Currently, there is a high demand in the market for Atractylodes macrocephala, and research on the volatile components of Atractylodes macrocephala is mostly focused on its medicinal parts such as roots and stems. There is relatively little research and development on its non medicinal parts such as leaves and fibrous roots. For example, Atractylodes macrocephala leaves are only treated as waste. If further research and development can be conducted on the non medicinal parts of Atractylodes macrocephala, it will improve resource utilization and alleviate the problem of resource scarcity.
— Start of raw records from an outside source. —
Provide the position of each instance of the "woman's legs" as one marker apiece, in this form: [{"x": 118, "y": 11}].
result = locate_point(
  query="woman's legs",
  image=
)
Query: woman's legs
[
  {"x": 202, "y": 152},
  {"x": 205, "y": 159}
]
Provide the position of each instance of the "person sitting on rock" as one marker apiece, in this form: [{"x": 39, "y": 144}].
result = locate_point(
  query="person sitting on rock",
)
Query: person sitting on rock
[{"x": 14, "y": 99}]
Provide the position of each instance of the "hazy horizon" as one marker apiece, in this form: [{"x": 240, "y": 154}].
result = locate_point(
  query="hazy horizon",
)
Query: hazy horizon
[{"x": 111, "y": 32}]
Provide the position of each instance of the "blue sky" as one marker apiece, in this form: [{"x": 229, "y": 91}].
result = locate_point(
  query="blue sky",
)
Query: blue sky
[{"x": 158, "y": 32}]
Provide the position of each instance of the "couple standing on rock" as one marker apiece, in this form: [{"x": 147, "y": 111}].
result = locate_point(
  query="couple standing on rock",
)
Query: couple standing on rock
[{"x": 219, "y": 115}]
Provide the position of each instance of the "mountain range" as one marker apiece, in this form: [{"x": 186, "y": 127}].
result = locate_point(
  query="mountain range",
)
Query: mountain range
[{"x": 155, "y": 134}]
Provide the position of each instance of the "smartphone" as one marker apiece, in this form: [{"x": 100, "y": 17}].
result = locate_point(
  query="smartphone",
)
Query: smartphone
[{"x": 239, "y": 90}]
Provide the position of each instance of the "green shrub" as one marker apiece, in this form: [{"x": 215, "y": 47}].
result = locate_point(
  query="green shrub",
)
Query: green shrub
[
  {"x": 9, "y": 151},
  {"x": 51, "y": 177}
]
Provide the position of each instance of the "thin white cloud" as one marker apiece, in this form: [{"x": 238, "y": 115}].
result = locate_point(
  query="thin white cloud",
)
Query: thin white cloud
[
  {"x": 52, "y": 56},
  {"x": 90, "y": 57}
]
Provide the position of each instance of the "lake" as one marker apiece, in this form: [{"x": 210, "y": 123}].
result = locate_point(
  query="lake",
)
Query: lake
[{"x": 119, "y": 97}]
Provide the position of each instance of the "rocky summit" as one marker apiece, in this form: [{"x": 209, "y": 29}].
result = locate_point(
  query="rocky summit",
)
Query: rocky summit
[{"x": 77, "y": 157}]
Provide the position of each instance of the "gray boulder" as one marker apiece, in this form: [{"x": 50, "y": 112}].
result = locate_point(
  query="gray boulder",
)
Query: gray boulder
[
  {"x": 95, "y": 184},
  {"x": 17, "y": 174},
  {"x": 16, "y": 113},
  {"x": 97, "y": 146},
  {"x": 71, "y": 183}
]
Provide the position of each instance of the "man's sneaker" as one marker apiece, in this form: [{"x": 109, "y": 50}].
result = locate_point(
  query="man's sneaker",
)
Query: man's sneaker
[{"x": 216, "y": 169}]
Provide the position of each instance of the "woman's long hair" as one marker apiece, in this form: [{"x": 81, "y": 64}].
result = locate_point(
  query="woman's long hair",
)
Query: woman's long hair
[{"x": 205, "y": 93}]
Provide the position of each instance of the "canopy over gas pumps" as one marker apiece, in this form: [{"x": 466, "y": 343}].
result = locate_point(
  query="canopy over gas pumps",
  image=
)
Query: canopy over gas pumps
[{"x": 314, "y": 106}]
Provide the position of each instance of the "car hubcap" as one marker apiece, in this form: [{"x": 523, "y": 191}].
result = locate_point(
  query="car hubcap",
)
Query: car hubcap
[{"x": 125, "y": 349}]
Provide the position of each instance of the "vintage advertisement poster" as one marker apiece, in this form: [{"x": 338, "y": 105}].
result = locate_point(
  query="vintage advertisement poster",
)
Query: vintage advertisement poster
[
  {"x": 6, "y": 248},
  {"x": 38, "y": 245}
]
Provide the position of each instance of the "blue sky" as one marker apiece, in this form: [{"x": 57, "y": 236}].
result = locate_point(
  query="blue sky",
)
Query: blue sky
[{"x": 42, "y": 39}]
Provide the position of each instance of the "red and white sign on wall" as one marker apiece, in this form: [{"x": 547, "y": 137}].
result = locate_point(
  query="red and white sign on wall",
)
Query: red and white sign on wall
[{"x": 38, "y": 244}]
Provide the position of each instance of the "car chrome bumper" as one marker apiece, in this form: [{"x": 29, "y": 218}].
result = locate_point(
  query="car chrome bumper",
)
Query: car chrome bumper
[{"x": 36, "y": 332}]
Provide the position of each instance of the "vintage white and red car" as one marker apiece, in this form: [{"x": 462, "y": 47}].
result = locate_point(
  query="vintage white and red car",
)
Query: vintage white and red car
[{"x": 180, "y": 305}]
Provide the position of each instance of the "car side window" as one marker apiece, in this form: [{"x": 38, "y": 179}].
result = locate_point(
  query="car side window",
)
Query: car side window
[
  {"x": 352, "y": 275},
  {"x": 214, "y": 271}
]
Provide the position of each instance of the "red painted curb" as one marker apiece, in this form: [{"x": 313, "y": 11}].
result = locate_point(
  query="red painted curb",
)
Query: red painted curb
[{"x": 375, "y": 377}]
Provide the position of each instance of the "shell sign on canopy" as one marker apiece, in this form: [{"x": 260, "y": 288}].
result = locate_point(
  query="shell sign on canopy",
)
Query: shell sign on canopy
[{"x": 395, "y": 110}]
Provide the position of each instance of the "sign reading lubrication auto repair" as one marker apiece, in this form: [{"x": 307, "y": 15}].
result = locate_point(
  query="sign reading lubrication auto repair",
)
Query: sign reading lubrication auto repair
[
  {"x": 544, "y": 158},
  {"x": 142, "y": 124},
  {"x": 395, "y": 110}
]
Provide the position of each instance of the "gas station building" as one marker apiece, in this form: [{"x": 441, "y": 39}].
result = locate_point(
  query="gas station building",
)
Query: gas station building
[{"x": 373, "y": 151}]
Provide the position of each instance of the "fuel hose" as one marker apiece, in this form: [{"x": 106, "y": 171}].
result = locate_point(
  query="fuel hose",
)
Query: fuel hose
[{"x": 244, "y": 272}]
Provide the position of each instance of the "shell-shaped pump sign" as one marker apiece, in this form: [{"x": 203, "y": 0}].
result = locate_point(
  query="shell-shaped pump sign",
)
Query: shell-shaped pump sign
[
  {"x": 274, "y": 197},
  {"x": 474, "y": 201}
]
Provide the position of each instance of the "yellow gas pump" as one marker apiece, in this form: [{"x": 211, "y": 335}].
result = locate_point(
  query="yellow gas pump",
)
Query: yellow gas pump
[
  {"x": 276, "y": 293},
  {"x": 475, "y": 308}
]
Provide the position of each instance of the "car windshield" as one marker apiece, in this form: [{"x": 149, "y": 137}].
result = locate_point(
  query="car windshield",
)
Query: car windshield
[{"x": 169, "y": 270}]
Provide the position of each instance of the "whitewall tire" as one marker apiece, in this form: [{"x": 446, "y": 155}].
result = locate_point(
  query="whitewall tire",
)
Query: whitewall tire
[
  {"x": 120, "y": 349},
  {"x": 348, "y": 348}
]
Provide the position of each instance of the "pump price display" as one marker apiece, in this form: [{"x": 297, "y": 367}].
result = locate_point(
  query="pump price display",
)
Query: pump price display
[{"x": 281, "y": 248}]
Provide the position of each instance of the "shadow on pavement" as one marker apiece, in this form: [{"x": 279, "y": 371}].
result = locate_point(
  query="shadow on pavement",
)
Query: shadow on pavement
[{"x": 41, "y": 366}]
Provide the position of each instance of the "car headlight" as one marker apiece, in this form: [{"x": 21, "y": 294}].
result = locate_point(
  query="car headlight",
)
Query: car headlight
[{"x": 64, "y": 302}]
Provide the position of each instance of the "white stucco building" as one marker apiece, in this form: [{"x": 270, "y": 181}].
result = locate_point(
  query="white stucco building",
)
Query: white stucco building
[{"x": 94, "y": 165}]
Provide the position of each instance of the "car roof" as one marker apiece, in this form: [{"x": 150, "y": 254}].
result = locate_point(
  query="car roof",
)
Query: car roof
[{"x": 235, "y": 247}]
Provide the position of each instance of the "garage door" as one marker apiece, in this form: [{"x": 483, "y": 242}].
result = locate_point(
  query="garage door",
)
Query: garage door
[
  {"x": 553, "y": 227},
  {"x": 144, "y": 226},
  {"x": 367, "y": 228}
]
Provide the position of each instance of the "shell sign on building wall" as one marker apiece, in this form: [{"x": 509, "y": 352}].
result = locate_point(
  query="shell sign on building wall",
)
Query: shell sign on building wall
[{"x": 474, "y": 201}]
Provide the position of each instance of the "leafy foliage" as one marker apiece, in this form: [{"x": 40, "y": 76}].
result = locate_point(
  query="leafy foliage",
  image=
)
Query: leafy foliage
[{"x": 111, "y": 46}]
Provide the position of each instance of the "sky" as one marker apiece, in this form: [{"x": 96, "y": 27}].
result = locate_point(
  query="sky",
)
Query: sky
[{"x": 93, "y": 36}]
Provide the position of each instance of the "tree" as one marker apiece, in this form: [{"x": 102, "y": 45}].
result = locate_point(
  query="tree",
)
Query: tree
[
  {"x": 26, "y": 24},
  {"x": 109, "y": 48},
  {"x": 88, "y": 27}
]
This experiment used headspace solid-phase microextraction gas chromatography-mass spectrometry (HS-SPME-GC-MS) to determine the volatile components in different parts of Atractylodes macrocephala, elucidating the differences in volatile component composition between different parts, and providing a data basis for the development and utilization of volatile components in non medicinal parts of Atractylodes macrocephala; The traditional detection methods of Atractylodes macrocephala have problems such as easy conversion. This study can provide technical reference for the quality control of related medicinal materials such as Atractylodes macrocephala.